NCIOCPL / cgov-digital-platform-dynamic-services

Legacy CDE Services
1 stars 2 forks source link

Strip version disclosures from response headers #32

Open jfrank-nih opened 2 years ago

jfrank-nih commented 2 years ago

Response headers for certain pages contain information about the IIS and ASP.NET versions used. NCI recommendations are to suppress version information in responses.

Issue

URL: https://www-test-acsf.cancer.gov/Common/PopUps/popHelp.html Response Headers: server contains the IIS version

URL: https://www-test-acsf.cancer.gov/Common/PopUps/popDefinition.aspx?id=CDR0000045849&language=English&version=Patient Response Headers: server contains the IIS version and x-aspnet-version contains software version

Remedy

Remove the offending headers.

jfrank-nih commented 2 years ago

@blairlearn, we could bug the hosting team, or... everything passes through Akamai from the origin, correct? In which case we could strip out headers there.

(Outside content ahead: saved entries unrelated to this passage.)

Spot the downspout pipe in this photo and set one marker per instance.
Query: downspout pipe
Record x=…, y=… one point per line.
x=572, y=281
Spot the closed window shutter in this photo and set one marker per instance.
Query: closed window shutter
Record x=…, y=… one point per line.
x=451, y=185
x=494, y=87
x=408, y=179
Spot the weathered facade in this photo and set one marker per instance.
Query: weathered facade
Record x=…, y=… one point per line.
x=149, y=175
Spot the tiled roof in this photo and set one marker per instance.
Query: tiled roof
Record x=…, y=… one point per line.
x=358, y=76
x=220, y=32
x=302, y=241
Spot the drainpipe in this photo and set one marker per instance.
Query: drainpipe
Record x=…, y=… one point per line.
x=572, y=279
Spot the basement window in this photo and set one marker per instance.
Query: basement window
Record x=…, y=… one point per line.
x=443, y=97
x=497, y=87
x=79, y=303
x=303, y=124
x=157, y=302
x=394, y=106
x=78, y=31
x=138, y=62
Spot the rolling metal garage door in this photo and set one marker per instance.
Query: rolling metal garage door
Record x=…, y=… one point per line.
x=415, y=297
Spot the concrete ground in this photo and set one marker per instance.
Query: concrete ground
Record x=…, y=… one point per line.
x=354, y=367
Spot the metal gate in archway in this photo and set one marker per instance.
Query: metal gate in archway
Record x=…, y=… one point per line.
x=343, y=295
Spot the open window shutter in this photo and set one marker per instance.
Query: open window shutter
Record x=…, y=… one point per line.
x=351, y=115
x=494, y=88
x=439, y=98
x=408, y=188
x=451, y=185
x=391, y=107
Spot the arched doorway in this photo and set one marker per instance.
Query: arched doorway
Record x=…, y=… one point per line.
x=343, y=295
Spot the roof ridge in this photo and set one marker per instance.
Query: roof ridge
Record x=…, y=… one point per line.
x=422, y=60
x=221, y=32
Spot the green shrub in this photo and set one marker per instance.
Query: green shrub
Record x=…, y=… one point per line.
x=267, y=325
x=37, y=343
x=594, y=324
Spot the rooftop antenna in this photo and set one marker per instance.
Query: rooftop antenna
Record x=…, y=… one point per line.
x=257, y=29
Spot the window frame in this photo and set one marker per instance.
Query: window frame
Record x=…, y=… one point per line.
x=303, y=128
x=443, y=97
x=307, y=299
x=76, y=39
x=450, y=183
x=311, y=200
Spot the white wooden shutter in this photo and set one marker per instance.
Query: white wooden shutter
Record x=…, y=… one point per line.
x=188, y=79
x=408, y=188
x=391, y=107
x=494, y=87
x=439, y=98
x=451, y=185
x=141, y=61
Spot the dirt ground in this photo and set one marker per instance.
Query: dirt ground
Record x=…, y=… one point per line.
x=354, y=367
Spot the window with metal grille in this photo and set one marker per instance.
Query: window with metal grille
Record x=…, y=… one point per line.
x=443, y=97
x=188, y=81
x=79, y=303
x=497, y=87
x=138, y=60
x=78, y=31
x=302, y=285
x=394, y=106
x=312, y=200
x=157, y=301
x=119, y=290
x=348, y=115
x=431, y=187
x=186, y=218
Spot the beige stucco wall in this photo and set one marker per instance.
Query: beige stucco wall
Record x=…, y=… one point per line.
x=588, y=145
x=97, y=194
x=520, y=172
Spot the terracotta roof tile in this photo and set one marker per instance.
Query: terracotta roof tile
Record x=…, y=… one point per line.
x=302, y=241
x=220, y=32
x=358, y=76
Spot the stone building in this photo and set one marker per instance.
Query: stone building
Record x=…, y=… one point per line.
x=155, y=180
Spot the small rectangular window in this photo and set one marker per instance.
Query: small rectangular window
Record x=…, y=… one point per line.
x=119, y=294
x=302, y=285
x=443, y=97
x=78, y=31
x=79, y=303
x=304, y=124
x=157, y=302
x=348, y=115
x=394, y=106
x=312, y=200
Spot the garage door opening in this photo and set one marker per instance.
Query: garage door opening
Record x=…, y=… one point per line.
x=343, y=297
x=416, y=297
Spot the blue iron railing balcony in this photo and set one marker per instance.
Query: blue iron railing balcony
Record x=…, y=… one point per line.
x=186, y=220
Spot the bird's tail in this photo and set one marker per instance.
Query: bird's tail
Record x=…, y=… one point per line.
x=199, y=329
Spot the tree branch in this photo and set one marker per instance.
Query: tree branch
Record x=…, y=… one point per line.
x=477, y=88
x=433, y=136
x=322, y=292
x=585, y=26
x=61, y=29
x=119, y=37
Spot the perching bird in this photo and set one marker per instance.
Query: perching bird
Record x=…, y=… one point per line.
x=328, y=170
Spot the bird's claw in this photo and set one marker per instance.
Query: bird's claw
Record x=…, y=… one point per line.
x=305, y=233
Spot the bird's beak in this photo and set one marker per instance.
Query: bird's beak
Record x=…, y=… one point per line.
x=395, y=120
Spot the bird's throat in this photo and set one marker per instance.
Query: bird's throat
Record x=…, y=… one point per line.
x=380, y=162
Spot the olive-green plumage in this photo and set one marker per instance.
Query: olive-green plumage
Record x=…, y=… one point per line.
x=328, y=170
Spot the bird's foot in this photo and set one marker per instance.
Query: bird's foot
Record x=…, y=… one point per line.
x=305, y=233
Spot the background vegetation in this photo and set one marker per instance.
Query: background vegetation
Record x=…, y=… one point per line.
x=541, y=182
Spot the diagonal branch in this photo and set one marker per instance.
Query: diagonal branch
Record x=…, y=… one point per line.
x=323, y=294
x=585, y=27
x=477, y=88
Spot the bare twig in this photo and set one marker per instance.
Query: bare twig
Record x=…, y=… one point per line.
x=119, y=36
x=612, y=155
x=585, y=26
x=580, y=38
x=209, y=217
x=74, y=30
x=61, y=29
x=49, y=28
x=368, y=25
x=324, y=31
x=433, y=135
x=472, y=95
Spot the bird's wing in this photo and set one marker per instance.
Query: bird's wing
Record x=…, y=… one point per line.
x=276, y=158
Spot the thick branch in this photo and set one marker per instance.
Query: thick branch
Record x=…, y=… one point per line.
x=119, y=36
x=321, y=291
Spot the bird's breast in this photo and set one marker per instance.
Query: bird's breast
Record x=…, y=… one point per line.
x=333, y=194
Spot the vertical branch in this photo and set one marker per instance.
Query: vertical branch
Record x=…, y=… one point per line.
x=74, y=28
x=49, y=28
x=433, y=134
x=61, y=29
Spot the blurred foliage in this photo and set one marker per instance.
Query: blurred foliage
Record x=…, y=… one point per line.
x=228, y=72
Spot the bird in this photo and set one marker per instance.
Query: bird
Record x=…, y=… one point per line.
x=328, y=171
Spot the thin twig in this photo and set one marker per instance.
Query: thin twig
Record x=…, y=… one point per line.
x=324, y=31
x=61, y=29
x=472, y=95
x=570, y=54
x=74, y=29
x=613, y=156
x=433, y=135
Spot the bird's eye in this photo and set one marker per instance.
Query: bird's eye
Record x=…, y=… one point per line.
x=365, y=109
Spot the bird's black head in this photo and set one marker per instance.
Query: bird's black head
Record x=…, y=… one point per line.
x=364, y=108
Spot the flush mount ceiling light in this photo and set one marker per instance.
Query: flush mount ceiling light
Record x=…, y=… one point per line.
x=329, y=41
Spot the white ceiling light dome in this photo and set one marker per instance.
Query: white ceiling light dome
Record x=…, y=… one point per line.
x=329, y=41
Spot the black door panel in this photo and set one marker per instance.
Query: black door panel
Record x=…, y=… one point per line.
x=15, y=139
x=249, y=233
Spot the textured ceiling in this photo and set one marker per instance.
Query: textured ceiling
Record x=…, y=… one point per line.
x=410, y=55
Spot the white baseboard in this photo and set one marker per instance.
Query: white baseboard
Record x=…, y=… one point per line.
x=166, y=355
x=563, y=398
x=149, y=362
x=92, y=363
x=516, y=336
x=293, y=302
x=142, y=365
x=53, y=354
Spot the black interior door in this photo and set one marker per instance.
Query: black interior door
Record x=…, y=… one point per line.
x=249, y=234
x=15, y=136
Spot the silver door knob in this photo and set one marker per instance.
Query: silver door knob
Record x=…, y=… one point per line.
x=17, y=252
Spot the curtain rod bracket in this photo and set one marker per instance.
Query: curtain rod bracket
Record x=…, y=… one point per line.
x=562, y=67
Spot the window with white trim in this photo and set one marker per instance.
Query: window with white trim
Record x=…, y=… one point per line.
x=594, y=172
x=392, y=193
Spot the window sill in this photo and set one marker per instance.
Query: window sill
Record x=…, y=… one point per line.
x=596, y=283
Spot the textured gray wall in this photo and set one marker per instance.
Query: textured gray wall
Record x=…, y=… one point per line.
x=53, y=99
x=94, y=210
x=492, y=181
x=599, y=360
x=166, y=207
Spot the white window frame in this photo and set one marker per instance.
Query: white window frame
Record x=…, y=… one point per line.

blairlearn commented 2 years ago

Unfortunately, prior to IIS 10, there's no ability to remove the server header. Possibly the x-aspnet-version header.

jfrank-nih commented 2 years ago

Fair enough. But could we remove with Akamai?

blairlearn commented 2 years ago

No, this isn't a problem in CGDP, it shows up there because of how things are mapped through Akamai. The correct fix is to address it in dynamic services. (Which is where I'll be moving this ticket momentarily.)